Since the formula is basically the same, just written in another way. So the formula we were given in the videos is:
x_bar +- t* sigma/root(n) to get your confidence interval
using this you can conclude that:
x_bar - t* sigma/root(n) < mu < x_bar + t* sigma/root(n)
all - x_bar
=> -t* sigma/root(n) < mu - x_bar < t* sigma/root(n)
all /sigma/root(n):
=> -t* < (mu - x_bar)/(sigma/root(n)) < t*
all /(-1)
=> t* > (x_bar - mu)/(sigma/root(n)) > -t*
<=> -t* < (x_bar - mu)/(sigma/root(n)) < t*
And here you have the formula he used in this video(10 votes)
- sort of like Katoriak's question. Why do you use the degrees of freedom for anything? I'm not making an intuitive connection.
Mattson's answer makes sense...but why do we replace 'n' with the dof ?(2 votes)- You use (n-1) degrees of freedom because all the values leading up to that last value can be any value, but the last one must fit in just right to make everything before it match the value on the other side of the equal sign. Let's say I have one hundred toys. Furthermore, I have 10 buckets. I only have (10 buckets- 1 bucket= 9 buckets) 9 buckets where I can store these toys. Whether those buckets have equal amounts of toys or not, the last bucket must bring the total number of toys to 100. So I can put ten toys per bucket (10 toys per 10 buckets equals 100), or 99 toys in the first bucket but zero toys in the middle buckets, but the last bucket must have 1, because 99 toys+1 toy= 100 toys.(11 votes)
- Around the end of the video, Sal talks about how there's a 95% chance that it's true that our real population mean is between 19.3 and 15.04. I don't want to confuse anyone but what I learnt in class is that it rather means that a 95% confidence interval represents the fact that when sampling from the population 95% of the time we're going to get a mean between those two values.
It relates more to sampling a certain amount of individuals from a population multiple times and getting different sample means which could all be right.
Its hard to explain, and a small distinction but could be important when writing a report.
Or am I mistaken?(7 votes)- My understanding is both of the two things you're saying are true.
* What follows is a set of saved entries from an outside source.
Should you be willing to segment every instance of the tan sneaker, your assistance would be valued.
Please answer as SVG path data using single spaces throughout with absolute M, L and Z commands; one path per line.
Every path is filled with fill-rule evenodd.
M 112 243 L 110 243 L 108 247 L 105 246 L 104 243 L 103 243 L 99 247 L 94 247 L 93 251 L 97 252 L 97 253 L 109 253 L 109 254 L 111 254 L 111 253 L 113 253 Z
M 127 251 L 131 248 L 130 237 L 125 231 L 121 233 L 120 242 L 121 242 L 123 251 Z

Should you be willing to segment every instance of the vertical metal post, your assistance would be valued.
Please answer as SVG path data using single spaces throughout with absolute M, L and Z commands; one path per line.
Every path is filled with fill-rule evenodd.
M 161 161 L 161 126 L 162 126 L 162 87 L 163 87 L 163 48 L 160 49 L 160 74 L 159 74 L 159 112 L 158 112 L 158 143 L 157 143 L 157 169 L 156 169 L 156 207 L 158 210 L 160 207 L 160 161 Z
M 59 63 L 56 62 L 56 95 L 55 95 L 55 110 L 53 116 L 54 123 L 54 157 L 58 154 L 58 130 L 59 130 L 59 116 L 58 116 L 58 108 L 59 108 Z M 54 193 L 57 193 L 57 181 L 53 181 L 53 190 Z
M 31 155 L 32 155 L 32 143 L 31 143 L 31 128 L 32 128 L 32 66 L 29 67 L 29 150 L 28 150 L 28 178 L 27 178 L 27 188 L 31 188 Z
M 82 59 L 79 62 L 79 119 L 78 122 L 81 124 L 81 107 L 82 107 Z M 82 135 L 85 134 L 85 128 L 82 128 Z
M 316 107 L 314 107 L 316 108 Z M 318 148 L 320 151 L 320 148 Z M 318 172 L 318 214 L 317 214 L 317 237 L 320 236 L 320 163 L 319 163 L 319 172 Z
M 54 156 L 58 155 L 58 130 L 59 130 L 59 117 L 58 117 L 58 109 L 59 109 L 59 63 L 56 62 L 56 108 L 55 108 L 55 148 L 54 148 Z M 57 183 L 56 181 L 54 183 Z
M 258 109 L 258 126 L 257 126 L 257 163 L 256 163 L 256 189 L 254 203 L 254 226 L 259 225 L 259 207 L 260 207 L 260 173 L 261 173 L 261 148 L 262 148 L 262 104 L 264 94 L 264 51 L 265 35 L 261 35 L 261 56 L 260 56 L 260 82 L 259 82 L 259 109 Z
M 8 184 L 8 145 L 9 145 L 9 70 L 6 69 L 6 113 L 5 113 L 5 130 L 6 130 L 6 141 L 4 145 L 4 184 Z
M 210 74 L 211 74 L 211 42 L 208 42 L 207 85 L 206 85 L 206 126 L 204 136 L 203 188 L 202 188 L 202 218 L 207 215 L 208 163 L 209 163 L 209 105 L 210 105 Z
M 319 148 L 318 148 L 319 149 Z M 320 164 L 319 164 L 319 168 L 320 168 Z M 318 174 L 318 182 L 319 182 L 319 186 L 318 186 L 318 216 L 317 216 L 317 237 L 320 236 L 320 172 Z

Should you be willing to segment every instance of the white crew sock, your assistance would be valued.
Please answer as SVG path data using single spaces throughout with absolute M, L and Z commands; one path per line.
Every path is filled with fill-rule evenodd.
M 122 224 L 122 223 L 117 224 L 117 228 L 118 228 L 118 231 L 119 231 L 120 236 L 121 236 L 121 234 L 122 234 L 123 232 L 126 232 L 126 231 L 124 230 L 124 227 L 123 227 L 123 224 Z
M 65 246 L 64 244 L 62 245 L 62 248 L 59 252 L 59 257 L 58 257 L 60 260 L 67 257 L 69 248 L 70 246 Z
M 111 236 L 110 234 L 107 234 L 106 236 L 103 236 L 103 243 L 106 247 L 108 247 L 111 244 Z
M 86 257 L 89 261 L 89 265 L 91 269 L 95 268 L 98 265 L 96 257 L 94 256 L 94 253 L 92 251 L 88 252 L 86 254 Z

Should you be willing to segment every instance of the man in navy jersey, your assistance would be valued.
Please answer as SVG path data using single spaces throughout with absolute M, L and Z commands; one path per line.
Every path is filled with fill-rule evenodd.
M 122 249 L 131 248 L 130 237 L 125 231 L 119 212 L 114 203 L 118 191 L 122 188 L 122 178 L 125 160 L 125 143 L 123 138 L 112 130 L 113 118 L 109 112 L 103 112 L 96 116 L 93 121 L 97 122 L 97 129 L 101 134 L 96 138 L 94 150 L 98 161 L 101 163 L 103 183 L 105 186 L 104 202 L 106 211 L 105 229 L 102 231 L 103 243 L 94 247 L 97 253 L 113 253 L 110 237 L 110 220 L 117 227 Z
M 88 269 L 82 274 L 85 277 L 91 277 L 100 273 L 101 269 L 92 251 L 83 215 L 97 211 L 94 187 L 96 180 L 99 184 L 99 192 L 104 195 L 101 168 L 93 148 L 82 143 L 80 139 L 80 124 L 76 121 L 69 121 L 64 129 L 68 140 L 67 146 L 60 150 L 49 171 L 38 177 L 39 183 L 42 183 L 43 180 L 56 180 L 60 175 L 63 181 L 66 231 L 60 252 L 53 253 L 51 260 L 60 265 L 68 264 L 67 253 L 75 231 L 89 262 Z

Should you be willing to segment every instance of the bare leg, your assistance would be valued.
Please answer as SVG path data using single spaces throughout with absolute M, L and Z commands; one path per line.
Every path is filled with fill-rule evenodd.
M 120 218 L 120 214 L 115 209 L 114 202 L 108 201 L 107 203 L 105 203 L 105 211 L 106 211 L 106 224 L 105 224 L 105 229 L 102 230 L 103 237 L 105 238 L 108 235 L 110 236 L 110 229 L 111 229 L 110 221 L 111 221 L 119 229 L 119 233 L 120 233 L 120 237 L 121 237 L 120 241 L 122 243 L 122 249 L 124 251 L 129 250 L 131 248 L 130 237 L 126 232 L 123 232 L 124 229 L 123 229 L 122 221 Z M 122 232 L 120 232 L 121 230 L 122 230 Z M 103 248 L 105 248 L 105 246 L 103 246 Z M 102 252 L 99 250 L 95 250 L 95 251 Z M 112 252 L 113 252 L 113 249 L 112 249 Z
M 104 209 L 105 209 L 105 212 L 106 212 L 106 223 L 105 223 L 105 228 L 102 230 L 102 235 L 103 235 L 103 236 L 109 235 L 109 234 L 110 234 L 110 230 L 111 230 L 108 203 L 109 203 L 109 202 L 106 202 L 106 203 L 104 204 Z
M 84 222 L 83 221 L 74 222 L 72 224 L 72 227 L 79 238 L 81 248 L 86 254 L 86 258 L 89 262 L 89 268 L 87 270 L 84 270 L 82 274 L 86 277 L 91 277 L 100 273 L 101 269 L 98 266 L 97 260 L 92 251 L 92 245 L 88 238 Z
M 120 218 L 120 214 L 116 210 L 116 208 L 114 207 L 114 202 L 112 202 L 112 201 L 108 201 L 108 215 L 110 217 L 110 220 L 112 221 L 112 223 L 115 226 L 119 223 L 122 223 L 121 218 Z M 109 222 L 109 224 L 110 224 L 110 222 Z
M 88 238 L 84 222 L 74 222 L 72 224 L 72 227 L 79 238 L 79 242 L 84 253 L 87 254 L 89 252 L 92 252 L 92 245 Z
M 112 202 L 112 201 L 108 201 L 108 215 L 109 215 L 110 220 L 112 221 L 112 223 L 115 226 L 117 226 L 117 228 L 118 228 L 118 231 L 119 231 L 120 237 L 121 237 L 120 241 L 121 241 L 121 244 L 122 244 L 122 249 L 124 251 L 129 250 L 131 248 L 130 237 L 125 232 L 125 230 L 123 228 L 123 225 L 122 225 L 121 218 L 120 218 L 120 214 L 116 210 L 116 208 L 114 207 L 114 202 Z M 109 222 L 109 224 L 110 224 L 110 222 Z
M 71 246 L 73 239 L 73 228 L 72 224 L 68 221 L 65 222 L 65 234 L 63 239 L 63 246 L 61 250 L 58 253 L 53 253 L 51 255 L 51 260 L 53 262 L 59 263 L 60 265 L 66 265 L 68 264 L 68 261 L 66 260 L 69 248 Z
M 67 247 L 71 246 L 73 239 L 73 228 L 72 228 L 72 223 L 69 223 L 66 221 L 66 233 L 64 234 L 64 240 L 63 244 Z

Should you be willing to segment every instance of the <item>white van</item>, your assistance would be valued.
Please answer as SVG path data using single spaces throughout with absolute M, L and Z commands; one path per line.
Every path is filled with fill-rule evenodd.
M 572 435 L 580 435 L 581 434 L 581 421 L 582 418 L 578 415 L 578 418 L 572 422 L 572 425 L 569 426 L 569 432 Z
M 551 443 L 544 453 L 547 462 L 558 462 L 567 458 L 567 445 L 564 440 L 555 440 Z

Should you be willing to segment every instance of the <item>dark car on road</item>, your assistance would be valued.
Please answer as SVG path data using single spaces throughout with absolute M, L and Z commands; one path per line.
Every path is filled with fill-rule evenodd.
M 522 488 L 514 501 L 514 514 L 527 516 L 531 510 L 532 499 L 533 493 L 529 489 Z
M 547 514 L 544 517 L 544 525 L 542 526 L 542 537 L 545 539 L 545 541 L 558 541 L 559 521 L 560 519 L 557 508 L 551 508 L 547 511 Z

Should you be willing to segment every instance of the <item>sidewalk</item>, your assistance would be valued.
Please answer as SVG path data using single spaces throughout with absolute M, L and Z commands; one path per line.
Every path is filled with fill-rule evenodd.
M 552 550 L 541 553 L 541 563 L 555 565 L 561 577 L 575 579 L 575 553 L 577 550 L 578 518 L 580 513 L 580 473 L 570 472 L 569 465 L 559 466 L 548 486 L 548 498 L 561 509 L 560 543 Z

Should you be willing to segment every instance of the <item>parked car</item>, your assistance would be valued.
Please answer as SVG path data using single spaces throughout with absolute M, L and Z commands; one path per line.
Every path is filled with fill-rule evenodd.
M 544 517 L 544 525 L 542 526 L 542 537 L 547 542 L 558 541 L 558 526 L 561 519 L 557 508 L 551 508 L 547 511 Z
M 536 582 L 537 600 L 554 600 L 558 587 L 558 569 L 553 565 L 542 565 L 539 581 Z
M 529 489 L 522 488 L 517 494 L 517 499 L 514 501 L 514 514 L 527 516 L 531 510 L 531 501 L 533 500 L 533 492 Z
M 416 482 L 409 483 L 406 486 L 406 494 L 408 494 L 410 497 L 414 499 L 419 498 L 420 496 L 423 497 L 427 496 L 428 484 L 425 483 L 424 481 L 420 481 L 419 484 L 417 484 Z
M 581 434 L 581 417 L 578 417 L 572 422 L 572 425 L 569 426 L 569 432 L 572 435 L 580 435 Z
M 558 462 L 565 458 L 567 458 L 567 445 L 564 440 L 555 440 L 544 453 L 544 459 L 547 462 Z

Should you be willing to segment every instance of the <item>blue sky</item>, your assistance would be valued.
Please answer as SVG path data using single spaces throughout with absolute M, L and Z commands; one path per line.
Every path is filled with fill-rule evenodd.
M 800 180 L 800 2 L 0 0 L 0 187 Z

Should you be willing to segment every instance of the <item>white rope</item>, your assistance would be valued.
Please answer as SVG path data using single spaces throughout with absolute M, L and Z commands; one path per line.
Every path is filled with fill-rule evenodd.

If there's a 95% chance I'm standing within 2.13 units from you, then there's a 95% chance you're standing within 2.13 units from me.(2 votes)
- so my teacher always told us we want to "reject the null hypothesis" and if we can't we have to state that we "could not reject the null hypothesis". why was that?(3 votes)
- It's because we only have enough evidence to show that the null hypothesis is true or not, not that the alternative is true. The alternative might not be true, but we don't have enough evidence to show that it is true.(10 votes)
- wait, how'd you get S to be 2.98?(5 votes)
- He says it's from the previous video. In the previous video, he says he calculated it to be 2.98.
If you do the math yourself, you'll get the same value. Just make sure you divide by 9, not 10 in the last step to find the variance.(1 vote)
- In the beginning of the video Sal refers to another video with the same problem. Where can I find that video? Thanks.(4 votes)
- Here is the video you're looking for: https://www.khanacademy.org/math/statistics-probability/significance-tests-one-sample/more-significance-testing-videos/v/small-sample-hypothesis-test
Hope this helps!(3 votes)
- athe explain what t* is equal to. he says we've seen this multiple times, but i don't remember this explained before. 4:32
would it be this?
t*=(x_bar-mu)/s/sqrt(n)
It seems very similar to the z score, but instead of dividing by the sample standard deviation of the sampling distribution sigma/sqrt(n) it uses s/sqrt(n)
it this explained sonewhere else?(3 votes)- This formula is for the t-score, not the critical t value (or t*). The t-score indicates how many standard deviations a certain value is from the mean in a t-distribution, similar to what the z-score indicates for a z-distribution.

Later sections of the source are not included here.